[To attend virtually: https://umd.zoom.us/j/93825468763?pwd=UXlYZmVkVndXb1owMkpYb2tOQjZFQT09]

The grand challenge of formal verification research is to build analysis tools that are (1) expressive in the properties they can reason about, (2) automated as much as possible, and (3) scale to the size and complexity of industrial software. In this talk, I will outline my journey so far towards this goal, which I have pursued by advancing two complementary approaches: algorithmic analysis based on infinite-state model checking (for automation); and program-logic-based compositional proofs (for scalability).

Concretely, I will highlight two projects that illustrate these two branches of my research. The first project is Lemma9 [CONCUR'20] an infinite-state model checking approach to cryptographic protocol verification.

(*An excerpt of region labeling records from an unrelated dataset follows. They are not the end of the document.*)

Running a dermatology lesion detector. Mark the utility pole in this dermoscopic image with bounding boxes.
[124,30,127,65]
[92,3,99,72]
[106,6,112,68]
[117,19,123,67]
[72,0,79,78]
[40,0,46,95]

The main result is the identification of a class of protocols for which it is possible to decide security-relevant invariants (e.g. a certain key is never revealed) even when considering unboundedly many distinct sessions/keys/nonces and an active attacker.

The second project is LHC [OOPSLA'22], a new compositional logic for verifying hypersafety properties. Hypersafety expresses relational properties of multiple runs of programs, e.g. two runs on inputs differing only on secrets will produce outputs that differ only on secrets (aka non-interference). LHC explores which reasoning principles are needed to build relational proofs that are compositional, i.e. prove a relational property of a program by composing relational properties of its sub-components.